About 75 percent of the respondents consider it risky to use the same password for multiple accounts, use pubic WiFi, or save a card to a website or online store, but more than 40 percent do these things, according to the survey.
“Consumers are their own last line of defense when it comes to cybersecurity,” Stealthbits’ Piazza remarked. “Although businesses and governments have a responsibility to protect sensitive data in their possession, ultimately consumers can ensure their digital well-being by following cybersecurity best practices themselves.”
“When new security features are added to a website or software, users are typically only OK with them if they’re not impeded in any way, or if they can see an immediate, tangible benefit.

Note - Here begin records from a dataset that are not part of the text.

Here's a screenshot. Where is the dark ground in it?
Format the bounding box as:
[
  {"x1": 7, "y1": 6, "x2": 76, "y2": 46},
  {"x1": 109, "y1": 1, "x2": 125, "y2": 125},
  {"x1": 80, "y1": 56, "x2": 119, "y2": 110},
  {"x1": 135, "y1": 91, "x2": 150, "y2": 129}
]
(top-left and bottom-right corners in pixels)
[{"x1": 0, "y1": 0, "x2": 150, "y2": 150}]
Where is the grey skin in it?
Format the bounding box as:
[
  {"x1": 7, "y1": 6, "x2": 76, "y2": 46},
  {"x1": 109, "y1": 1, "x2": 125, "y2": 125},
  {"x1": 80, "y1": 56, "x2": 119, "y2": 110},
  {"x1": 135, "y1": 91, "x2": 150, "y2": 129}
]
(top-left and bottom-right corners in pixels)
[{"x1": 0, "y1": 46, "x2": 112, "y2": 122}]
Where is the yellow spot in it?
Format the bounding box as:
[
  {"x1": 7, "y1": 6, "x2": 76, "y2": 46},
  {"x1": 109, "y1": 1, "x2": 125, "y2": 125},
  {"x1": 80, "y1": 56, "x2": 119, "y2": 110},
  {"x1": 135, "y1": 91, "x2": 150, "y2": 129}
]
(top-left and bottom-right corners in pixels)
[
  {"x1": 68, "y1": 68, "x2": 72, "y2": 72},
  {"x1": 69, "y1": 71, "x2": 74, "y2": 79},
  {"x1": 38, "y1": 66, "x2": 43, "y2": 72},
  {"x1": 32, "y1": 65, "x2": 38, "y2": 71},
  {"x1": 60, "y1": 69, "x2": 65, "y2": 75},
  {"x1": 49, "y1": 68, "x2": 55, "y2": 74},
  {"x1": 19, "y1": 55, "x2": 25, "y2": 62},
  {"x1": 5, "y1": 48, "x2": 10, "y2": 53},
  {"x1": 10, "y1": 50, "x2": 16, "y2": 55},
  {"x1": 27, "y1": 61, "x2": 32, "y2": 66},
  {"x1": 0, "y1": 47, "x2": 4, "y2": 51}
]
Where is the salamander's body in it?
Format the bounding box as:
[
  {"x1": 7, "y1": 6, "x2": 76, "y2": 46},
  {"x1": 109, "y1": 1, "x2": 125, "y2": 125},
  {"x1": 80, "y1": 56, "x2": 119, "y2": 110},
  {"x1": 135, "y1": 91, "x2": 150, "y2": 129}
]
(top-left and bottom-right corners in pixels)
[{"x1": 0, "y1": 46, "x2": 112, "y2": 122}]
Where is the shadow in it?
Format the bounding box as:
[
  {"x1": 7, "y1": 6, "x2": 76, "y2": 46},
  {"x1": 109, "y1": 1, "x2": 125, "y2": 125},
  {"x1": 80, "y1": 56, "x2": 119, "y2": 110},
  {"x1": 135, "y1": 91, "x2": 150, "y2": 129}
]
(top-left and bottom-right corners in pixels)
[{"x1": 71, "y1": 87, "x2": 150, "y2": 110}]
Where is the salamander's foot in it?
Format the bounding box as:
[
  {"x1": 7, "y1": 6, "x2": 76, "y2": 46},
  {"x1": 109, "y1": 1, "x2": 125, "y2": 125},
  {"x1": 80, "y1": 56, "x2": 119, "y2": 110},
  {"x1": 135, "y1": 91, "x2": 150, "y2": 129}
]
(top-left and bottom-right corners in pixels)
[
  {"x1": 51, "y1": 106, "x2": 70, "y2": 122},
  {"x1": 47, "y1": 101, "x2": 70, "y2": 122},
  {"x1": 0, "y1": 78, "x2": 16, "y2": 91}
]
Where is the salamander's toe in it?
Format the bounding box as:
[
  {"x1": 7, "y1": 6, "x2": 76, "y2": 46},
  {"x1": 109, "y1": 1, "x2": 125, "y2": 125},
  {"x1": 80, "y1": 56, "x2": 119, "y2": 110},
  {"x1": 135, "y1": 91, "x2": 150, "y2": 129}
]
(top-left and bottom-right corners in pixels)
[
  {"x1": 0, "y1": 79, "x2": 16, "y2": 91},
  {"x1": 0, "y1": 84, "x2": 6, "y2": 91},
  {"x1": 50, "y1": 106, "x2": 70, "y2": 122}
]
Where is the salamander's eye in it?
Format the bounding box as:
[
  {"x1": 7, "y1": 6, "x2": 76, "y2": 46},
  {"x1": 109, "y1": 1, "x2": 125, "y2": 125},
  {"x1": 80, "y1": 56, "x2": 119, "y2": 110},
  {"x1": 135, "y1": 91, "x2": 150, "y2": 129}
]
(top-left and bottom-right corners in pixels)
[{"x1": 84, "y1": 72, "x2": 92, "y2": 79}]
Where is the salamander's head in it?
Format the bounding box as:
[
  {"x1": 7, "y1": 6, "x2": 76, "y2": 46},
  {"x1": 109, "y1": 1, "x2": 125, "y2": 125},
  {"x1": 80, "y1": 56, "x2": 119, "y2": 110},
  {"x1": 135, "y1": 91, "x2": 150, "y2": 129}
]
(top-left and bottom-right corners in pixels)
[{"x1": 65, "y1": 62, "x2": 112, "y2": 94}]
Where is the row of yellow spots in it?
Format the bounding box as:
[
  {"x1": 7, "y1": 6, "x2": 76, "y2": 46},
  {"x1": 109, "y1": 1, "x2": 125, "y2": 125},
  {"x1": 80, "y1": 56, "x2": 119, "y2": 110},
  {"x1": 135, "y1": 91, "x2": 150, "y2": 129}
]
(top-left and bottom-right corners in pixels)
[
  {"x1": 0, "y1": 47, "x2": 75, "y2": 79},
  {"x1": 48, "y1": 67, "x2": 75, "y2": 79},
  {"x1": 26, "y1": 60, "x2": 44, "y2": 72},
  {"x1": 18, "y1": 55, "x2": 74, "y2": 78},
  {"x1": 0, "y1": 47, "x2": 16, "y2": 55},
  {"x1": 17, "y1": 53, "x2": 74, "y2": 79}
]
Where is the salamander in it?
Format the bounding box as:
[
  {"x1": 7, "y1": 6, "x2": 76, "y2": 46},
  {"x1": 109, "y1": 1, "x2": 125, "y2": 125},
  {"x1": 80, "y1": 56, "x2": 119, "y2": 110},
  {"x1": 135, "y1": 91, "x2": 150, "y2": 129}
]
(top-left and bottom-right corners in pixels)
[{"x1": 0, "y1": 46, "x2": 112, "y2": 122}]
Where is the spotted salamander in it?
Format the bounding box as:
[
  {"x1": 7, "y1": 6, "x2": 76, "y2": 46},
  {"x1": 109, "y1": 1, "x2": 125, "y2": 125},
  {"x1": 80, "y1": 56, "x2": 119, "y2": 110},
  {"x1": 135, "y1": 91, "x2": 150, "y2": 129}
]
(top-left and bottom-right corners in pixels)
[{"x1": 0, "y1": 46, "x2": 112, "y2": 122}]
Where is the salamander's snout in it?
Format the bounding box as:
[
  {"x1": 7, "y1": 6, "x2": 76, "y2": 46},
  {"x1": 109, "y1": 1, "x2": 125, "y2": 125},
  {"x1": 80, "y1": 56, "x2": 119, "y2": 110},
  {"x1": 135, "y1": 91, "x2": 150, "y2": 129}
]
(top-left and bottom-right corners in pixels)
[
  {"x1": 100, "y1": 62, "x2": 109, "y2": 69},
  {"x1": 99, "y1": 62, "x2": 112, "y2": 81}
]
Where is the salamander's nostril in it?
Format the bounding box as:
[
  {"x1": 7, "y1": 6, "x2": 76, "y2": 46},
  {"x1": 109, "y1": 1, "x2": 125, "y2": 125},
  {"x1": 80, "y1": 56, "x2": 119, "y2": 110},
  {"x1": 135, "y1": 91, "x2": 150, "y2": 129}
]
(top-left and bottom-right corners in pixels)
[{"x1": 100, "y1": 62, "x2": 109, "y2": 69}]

“Most best practices for personal cybersecurity don’t come with strong, immediate motivating factors for consumers unless they look at the big picture,” Piazza said.
The consumer is not to blame, Juniper’s Hahad contends. “Cybersecurity professionals would like to enlist the help of consumers in limiting or mitigating cybersecurity risk, but we cannot hold them responsible for things they do not understand,” he said.
The onus, in his view, is on businesses to ensure cybersecurity, for themselves and consumers.
Higher Standards for Passwords
“We would like consumers not to keep default passwords, but we’d rather require companies not to allow default passwords to persist,” Hahad said.
“We can ask consumers to choose stronger passwords, but we’d rather have services refuse a weak password. We can ask consumers to not reuse passwords, but we’d rather have a consortium checking passwords are not being reused across sites or services,” he explained.
One way around this is to implement privacy by design, which is the new normal when designing software, websites and services, Piazza commented.
“While consumers can’t be legally forced to follow security best practices, government regulations will force organizations to employ better safeguards, which in turn will result in more enforced policies surrounding user password selection, the use of multifactor authentication, and other aspects of the consumer authorization workflow,” he concluded.